Signs are posted through out the store with our, admittedly, overpriced pricing system.
I haven't counted but I'd venture an estimate of about fifty signs posted.
How many people notice... one out of ten, or twelve, or twenty.
Or how many miss the PINK colored sheet on the counter that lists the stores name?
It is horriffying to me that someone would come into the store and not the name of it.
I can't recall a time that I've done that, it could have happened, but...
How can one do that?
End up in a place called "XXX Leroy's Toy's"
And it is NOT a childrens toy store.
Then gape in wonder at the devices around them and ask 2 questions: "What's the name of this place?" and "What kind of store is this."
This is a bookstore.
Do we sale dvd's?
No, we're a books store.
Do you have cd's?
No, we're a book store.
Do you sale computer games?
No, dumbass, WE ARE A BOOK STORE!
Do you think Leroy gets these types of questions?
Yeah, I'm sure he does.
Do people actually read the name of the store before going in.
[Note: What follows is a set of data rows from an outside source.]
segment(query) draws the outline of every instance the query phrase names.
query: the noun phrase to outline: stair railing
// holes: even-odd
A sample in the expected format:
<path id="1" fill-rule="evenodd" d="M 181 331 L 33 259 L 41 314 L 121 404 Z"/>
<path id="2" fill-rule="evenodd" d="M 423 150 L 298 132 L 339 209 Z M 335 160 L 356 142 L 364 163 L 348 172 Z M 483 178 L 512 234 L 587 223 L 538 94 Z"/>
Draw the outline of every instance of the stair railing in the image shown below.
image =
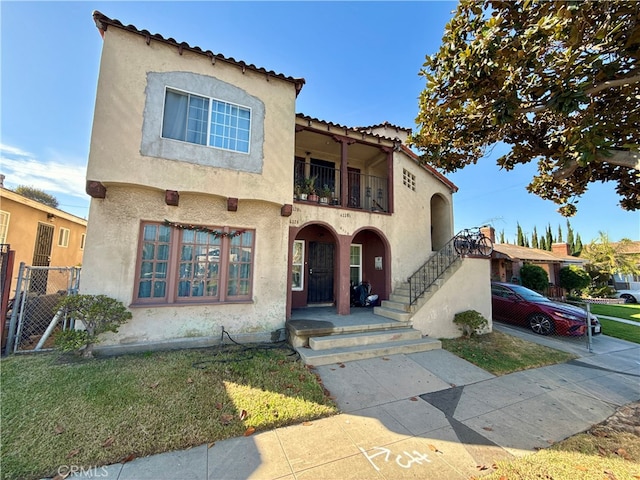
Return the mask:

Here, it's true, people get up to the counter all the time and say "Now, what's the name of this place?"
Well if you don't know that isn't a good sign now is it.
Nor is it a good sign that you didn't notice the pink sign that you're looking directly at with our name on it.
IN THE NAME OF ALL THAT IS GOOD AND HOLY PLEASE BE OBSERVANT PEOPLE.

I'm all for throwing balls, not hard ones, at children from the age of two to fifteen.
Throwing without warning or provication, when they are completely unaware.
But don't stop with balls; rolled up news paper when they miss a sign that answers a question they have just proposed, and is placed... obviously for them to read.
Grapes and oranges when they have a question about fruit.
Old circut boards when they miss an obvious observation on a technelogical question.
You see the pattern?
Teach them to think for themselves, but most importantly be aware.
Stupid questions, questions to obvious anwers, would drastically dimish implementing this system.
Think about it.
How likely would you be to not be observant, if past experience has cause a projectile to come flying out of no where and bing you in the noggin?
Not very.
Observation levels would go up.
Dumb, redundant and inane questions would go down.
We could all breath a sigh of relief because idiocy levels would decline.
And... and this is the kicker, those insticts we've been repressing for generations, because the hadn't been needed, would begin to surface again.
That way when the world decends into a nuclear winter and tribes of mutant humans roam the landscape looking for victims, those that underwent the "ball training" will be adept at handling the situation.

"Hey Walter here comes those mutants!"
"Walter?"
"Walter?"
"Hmmm I guess Walter should have gone through the training."